Tick Tick BOOM and he has a very sore throat, a first act of headaches and muscle soreness with a orchestral accompaniment of runny nose and percussive misery. He sweats out the top of his head. I serve hot broths, sympathy and a schedule for Tylenol and ibuprofen. I do not isolate: if he’s got it, I must have it too, so what’s the point?

But I’m lucky: day after day goes by and I feel fine. At this moment in Canadian history the provincial quarantine protocol is ten days, so stuck in the house we are. Daughters get us groceries. I clear out closets and we snipe at each other. But ten days isn’t too long to be stuck in the house—it’s winter anyway— and on day 10 Jonathan feels great and declares that I must have a better immune system than he does. Smugly, I agree.

I make a list of things I am going to buy at the January sales: slippers, mittens, gloves and a possible wander into Ted Baker for beautiful British tops I will never wear.

I swallow. That’s a really sore throat, I think.

Reprise of the Omicron Variety Show with an impressive guest performance by a streaming nose that is panned, unfortunately, by disgusted FaceTime critics. Should quarantine resume? I take a COVID test and it’s negative. Can’t I go out too? I know the responsible answer and, as there are no more closets left to clear, there is an intermission of home cooking. Breads, muffins, spaghetti sauce and increasingly complicated salads.

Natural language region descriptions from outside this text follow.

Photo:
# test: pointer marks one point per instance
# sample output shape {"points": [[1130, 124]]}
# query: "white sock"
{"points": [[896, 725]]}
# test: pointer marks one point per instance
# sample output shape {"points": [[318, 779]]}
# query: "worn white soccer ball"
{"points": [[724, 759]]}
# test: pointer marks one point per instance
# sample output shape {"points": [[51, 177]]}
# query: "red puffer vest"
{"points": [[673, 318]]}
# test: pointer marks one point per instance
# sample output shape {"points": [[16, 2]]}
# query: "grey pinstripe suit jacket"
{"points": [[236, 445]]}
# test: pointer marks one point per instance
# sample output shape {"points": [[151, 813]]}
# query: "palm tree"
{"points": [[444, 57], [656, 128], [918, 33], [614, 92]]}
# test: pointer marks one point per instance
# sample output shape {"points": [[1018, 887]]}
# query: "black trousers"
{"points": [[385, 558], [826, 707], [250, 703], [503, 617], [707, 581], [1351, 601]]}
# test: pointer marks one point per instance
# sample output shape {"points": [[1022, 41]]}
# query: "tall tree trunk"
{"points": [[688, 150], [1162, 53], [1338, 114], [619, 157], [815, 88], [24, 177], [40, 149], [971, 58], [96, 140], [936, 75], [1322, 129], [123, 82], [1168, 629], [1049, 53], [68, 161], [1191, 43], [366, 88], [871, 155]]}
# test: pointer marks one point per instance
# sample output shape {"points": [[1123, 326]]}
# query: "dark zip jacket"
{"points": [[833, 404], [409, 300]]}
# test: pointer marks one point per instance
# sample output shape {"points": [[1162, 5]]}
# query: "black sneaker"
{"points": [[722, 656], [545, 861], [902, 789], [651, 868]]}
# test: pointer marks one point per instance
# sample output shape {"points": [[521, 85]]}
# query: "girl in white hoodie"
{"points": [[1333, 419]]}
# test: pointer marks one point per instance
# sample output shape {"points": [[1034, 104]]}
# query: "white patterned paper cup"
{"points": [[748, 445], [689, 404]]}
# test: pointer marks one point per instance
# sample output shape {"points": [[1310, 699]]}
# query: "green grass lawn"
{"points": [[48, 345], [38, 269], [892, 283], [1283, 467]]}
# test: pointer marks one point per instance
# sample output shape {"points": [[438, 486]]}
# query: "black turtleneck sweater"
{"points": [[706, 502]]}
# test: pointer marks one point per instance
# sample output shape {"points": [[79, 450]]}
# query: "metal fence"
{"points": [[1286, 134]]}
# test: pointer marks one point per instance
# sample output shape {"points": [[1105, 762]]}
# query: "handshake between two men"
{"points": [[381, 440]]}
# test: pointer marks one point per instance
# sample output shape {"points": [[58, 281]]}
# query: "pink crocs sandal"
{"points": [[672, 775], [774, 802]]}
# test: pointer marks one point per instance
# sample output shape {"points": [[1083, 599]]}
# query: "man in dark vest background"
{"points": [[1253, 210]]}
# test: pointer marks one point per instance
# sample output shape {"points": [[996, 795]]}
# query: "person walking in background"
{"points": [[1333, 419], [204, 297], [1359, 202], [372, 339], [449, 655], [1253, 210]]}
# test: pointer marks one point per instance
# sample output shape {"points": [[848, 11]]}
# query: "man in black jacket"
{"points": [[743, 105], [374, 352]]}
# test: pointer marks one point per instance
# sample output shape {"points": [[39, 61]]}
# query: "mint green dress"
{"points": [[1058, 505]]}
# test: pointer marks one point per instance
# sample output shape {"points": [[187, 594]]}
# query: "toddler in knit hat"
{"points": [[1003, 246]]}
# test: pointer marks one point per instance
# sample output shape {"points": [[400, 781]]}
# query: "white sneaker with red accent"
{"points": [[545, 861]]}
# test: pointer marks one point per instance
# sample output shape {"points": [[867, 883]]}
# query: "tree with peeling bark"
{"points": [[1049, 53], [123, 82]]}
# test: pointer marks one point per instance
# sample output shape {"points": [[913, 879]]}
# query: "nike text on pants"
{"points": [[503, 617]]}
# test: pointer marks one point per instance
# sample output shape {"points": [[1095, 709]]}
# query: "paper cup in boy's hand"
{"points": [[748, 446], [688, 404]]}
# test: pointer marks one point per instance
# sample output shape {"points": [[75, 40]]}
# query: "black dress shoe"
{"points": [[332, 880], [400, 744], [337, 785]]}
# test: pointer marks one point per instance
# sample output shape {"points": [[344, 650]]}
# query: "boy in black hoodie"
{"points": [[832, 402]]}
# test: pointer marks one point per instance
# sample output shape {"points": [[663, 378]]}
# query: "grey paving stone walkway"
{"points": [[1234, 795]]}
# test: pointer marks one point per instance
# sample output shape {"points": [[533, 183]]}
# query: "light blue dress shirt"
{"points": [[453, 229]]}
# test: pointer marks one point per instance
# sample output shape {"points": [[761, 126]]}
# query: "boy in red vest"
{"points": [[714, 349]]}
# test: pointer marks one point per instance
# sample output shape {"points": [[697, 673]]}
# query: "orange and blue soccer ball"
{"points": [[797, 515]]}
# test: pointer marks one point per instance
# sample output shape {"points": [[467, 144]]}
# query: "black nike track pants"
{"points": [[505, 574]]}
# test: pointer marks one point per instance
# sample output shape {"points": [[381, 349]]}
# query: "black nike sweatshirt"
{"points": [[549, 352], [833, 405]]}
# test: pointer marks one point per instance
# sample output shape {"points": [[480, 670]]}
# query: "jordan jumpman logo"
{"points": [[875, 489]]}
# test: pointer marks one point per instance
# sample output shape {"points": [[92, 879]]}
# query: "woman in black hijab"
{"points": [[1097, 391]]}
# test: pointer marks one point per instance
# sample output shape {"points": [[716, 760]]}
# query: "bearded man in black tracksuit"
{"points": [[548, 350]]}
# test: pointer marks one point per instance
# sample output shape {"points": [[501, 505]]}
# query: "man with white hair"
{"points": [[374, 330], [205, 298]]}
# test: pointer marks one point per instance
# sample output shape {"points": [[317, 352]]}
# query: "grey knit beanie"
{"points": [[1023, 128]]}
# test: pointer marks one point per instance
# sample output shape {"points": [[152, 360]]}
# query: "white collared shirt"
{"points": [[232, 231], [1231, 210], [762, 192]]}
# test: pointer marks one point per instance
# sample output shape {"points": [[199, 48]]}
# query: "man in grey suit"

The government has changed quarantine length times and Jonathan can go out in five days because he has no symptoms. I still do, so in I stay.

I bake an apple pie and eat it.

Five days later my clothes are tight and my maybe-Omicron flu has run its course. I am symptom-free and feeling fine. No more quarantine. I can go out again! Slippers, gloves, mittens and two Ted Baker tops, one of which makes me resemble a stuffed artichoke.

A couple of days of freedom later, Jonathan proposes a COVID test.

Why? I say. I’m good. Why not? he says. But we should check, for the sake of society and all that is good and true, etc. etc. Very noble and tiresome.

He tests negative. Yay! Me? After two vaccines, one booster, two negative COVID tests from the Mexican and Canadian governments, and a mild bout of something that registers negative on the pregnancy-test-like swab stick: I Test Positive.

Back I go into quarantine.

Three days later theatre finally reflects reality: my symptoms show up again AND I still have that positive result. Runny nose, cough, the whole chorus line. Yay.

When can I leave the house again? Oh, August maybe. Send pie.